Dr. Lewis-Hale is currently an Instructor of Music and the Director of the Opera/Musical Theatre Workshop at Jackson State University in Jackson, Mississippi. She has also taught at Temple University and Georgetown College in Kentucky. She is the recipient of the 2011 Mississippi Humanities Teacher and Scholar Award.  Dr. Lewis-Hale is serving a third term as the Mississippi District Governor of the National Association of Teachers of Singing. She has served two terms as the President of the Mississippi Chapter of the National Association of Teachers of Singing (NATS) and currently serves as the Vice President for Collegiate and National Competitions for the Mississippi Music Teachers Association (MMTA).  Her students have fared well in competitions hosted by the Classical Singer Magazine, MMTA, NATS and the Federation of Music Clubs at the state and regional levels.

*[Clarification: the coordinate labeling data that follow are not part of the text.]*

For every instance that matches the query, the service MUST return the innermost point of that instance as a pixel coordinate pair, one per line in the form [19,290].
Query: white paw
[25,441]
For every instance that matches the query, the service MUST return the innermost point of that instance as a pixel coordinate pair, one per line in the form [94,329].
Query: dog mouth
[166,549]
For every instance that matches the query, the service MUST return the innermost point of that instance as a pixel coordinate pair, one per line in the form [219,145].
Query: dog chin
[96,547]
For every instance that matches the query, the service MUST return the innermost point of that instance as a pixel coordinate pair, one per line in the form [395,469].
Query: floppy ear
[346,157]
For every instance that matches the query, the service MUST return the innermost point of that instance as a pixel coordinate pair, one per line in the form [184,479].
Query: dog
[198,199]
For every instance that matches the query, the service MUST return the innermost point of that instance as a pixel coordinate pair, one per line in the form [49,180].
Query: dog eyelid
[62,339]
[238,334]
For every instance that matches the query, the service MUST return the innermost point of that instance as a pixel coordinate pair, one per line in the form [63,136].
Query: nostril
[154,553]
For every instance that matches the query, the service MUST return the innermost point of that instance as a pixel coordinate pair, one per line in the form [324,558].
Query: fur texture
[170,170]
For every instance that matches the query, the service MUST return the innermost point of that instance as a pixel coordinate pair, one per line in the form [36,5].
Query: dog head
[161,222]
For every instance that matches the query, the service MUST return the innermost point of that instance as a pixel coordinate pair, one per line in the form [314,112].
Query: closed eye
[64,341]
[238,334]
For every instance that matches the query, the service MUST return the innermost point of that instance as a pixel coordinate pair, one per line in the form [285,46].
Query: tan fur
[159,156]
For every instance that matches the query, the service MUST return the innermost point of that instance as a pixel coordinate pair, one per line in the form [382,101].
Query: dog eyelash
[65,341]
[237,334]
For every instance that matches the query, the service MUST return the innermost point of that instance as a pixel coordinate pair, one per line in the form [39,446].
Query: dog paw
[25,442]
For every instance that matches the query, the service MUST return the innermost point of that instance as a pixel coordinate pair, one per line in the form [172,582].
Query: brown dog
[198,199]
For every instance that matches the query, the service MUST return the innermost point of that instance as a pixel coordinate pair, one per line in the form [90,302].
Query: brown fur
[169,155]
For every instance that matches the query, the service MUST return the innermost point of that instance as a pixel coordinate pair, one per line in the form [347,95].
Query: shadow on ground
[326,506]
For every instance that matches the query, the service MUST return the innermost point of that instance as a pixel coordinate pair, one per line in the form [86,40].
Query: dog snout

Dr. Lewis-Hale’s special research interests include identifying, preserving and performing concert adaptations of the under-explored folk songs that originated with the African slaves who were dispersed throughout the United States. Her latest research project involved the preservation of the Afro-Creole folk songs of Louisiana which developed under the same conditions on the Louisiana plantations of the late eighteenth and nineteenth centuries and, unlike the Negro spiritual, has barely survived and is not explored widely. The findings of her research were published in the Journal of Singing, the peer-reviewed journal of the National Association of Teachers of Singing (NATS), May/June 2017.  Dr. Lewis-Hale has presented lecture/recitals at numerous colleges and universities and at the National Association of African-American Studies National Conference, the National Association of Teachers of Singing National Conference, the Super Regional Conference of the College Music Society, as well as, the College Music Society’s National Conference.

As a guest artist, Dr. Lewis-Hale as performed with such orchestras as the Philadelphia Young Artist Orchestra, the Phoenix Symphony, the Alabama Symphony, the Greenville Symphony, the Little Orchestra Society of New York, the Evansville Philharmonic, the Bermuda Philharmonic, the Johnson City Orchestra and the Meridian Symphony.  Other appearances include concerts at the Marasco Villa in Florence, Italy, the Ibla Piazza Pola in Italy, the Nagaragawa Convention Center in Gifu Japan, the Taipei City Cultural Center in Taipei City, Taiwan, the Kimmel Center of the Performing Arts of Philadelphia, the New York Metropolitan Museum of Arts’ Grace Rainey Rogers Auditorium and the Schomburg Center in Harlem, the Mannes College of Music, the Greenwich House School of Music, the Casa Italiana Zerilli-Marimo at New York University, the North Carolina School of the Arts, the Montgomery County Community College Science Center Auditorium and Lincoln Hall for the Union League of Philadelphia’s Gala Banquet honoring Maestro Wolfgang Sawallisch on the occasion of the 100th Anniversary of the Philadelphia Orchestra. As an active recitalist, Dr. Lewis-Hale has performed at colleges and universities across the nation. Other recital appearances include the Mississippi State Conference of the National Association of Teachers of Singing Member Artists Recitals and the Hinds Community College-Utica Campus Fine Arts Week Festival.

Dr. Lewis-Hale has appeared with opera companies such as Indianapolis Opera, Opera Memphis, the Houston Ebony Opera, the Opera North Company of Philadelphia, Opera Ebony of New York, Mississippi Opera, the Opera/South Company of Jackson and the Brevard Music Center Opera Theater of North Carolina.  She has served as Artist-in Residence at the International School of Performing Arts’ Two-week Opera Festival held in Doylestown, Pennsylvania.